# Flashfilm über ganze Seite einbinden(incl.Frames)



## Danielku15 (3. November 2004)

Hallo.

Ich habe ein Problem. Es gibt eine Möglichkeit einen Flashfilm über eine ganze HTML Seite einzubinden, oder? Nun möchte ich das auf Frames übertragen. Da meine Homepage auf Tabellen aufgebaut ist ladet er die ganze Seite immer neu und kann daher keinen Flash-Musikplayer einbinden da ansonsten die Musik nicht weiterlaufen würde. Nun hab ich daran gedacht dass ich eine Frameseite erstelle in der man den Fußframe nicht sieht, und da den Flashfilm einbinde. Wenn ich jetzt aber den Frame auf eine Größe von 0 einstelle würde man den Player auch nicht sieht. Jetzt möchte ich diese Funktion die ich am Anfang genannt habe auf Frames so übertragen, dass ich den Musikplayer auch über die Frames verschieben kann(der hat ne Drag&Drop Funktion). Kann ich das realisieren. Bitte sagt mir dass das Funktioniert.

mfg danielku15


----------



## Tobias Menzel (3. November 2004)

Hi,

was Du willst, ist also, eine SWF-Datei per Drag&Drop von einem html-Frame in einen anderen zu ziehen? Es ist vieles möglich, und viel passiert auf Erden, aber hier versagt meine Phantasie... 

Eine Möglichkeit wäre z.B. den Player in einem kleinen PupUp hinter der Seite unterzubringen (blöd, ich weiß), eine andere, den Player als solchen in einem unsichtbaren Frame unterzubringen und die dazugehörigen Kontrollen (Play, Stop usw.) in einer anderen Flashdatei in einem sichtbaren Film.
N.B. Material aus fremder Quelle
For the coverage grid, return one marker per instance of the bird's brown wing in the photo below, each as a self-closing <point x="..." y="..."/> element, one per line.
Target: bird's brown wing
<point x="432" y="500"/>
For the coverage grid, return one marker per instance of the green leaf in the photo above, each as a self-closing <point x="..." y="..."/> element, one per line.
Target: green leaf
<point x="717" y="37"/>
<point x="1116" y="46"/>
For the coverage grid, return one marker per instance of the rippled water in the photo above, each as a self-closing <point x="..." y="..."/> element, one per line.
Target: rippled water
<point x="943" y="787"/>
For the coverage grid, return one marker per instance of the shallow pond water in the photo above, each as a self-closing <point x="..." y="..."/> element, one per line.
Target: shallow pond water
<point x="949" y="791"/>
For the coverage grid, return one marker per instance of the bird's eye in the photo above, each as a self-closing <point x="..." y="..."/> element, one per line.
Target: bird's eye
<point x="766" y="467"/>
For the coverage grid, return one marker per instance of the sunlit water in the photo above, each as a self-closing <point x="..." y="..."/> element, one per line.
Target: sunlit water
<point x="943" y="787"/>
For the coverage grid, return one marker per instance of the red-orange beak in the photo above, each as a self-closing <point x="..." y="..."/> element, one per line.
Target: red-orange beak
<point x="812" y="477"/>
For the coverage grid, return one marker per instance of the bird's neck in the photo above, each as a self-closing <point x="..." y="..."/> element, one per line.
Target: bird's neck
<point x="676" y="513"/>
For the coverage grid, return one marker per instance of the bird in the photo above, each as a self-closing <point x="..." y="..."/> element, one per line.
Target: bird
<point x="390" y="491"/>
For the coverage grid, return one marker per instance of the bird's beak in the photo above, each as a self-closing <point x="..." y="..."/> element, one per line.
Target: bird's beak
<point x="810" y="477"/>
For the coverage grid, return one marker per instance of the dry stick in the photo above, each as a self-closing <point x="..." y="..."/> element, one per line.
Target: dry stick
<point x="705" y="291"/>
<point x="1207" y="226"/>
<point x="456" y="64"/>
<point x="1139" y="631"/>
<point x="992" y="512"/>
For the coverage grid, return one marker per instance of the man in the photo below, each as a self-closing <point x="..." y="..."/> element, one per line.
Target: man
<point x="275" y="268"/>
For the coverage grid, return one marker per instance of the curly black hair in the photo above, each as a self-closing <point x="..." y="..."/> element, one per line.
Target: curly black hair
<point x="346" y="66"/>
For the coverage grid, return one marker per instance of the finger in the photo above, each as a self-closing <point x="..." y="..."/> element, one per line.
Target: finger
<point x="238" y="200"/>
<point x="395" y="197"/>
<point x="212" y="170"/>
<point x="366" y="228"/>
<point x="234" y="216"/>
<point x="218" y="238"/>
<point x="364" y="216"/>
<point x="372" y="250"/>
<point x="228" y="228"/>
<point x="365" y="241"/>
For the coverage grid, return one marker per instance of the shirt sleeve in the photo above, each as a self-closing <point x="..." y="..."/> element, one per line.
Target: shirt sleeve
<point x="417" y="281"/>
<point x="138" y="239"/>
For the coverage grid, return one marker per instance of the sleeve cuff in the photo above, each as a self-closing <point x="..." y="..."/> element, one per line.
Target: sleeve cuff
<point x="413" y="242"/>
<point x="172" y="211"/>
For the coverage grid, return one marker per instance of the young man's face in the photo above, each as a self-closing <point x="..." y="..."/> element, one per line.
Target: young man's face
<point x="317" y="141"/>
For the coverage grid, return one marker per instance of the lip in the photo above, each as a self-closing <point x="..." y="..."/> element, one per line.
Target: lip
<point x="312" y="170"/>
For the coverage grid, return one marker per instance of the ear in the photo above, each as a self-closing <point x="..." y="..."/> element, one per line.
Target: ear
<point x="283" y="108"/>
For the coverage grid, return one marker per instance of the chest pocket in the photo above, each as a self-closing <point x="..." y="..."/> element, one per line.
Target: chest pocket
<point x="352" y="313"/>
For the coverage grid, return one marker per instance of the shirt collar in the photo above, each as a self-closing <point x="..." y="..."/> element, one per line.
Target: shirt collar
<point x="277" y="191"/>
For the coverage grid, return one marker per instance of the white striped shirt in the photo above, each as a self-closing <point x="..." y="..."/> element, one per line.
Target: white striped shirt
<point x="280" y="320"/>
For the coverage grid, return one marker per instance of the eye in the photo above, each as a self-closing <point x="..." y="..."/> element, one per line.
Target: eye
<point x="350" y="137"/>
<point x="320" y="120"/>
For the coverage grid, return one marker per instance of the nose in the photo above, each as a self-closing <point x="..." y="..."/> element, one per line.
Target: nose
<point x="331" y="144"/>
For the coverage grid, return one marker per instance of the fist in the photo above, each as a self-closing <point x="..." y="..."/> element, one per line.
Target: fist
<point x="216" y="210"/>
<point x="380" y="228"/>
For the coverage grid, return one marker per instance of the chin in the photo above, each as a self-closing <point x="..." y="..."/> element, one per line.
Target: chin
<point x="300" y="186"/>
Die beiden Flashdateien kannst Du dann mit ein wenig Trickserei miteinander kommunizieren lassen (z.B. über JavaScript).

Gruß

P.S. vielleicht ist jemand so nett, und verschiebt das ggf. ins Flashforum.


----------



## Danielku15 (5. November 2004)

Nein. Das verstehts du jetzt falsch. Ich habe einen Flashfilm der eine Drag&Drop Funktion eingebaut hat.(Siehe Hier). Und ich möchte nun dass man den Player über eine ganze Frameseite verschieben kann, und  wenn ein Link angeklickt wird soll der Film nicht neu geladen werden da ansonsten die Musik aufhört.Deshalb erstelle ich einen neuen unsichtbaren(Größe:0) Frame in dem der Film positioniert wird. Er soll aber nicht nur im unsichtbaren Frame "sichtbar" sein sondern über allen Frames "schwebt". Ich hoffe ihr versteht mich jetzt.

mfg daniel


----------



## Tobias Menzel (5. November 2004)

Hi,

ja, das geht nicht (hatte ich schon so verstanden). Natürlich kannst Du den Player (ist von Matthias Kannengiesser, oder?) auf der ganzen Seite verschieben, wenn Du die Bühne in Flash groß genug definierst. Ein Objekt kann sich nicht über dem Frameset (schwebend) beffinden. Die einzige Möglichkeit, die mir hier sinnvoll erscheint, wäre, den Player eben in einem PopUp zu öffnen... oder Du nimmst die .fla wirklich auseinander und suchst die Funktionen zum Abspielen, Stoppen usw. und steuerst das fern: dazu müsstest Du diesen schönen Player allerdings zerlegen in ein Frontend, das nur die Kontrollen beinhaltet und ein Backend, dass das Abspielen übernimmt- auch dann würden die Kontrollen nur in einem Frame angezeigt.

Gruß

P.S.: sollte ich mich bösartig irren, bitte ich um Entschuldigung, aber ich denke, anders gehts nicht.
.


----------



## Danielku15 (6. November 2004)

Hallo.

Kennt den HTML-Code um einen Flashfilm über eine (ohne Frames) Website einzubinden. Dies funktioniert nähmlich. Ich habe es bereits bei Werbungen gesehen.

mfg daniel


----------



## Tobias Menzel (6. November 2004)

Klar geht das, wenn _keine_ Frames verwendet werden, nämlich in einem (beweglichen) DIV (und ggf. WMODE transparent). Dennoch wird beim Reload der Seite auch diese SWF neu abgespielt. Du kannst mit einigem Aufwand und einer Kombination aus JavaScript, Flashplayermethoden oder fscommand beim Reload den aktuellen Status der Datei speichern ung wieder aufrufen, ohne weiteres (und über einem Frameset) geht das allerdings nicht.

Gruß

.


----------



## Danielku15 (6. November 2004)

Aha danke. Ich werde es mal versuchen. 
Gibts da eigenlich dann auch Einstellungen mit dem man den Flashplayer nachher verschieben kann?

mfg daniel


----------



## Tobias Menzel (6. November 2004)

> Gibts da eigenlich dann auch Einstellungen mit dem man den Flashplayer nachher verschieben kann?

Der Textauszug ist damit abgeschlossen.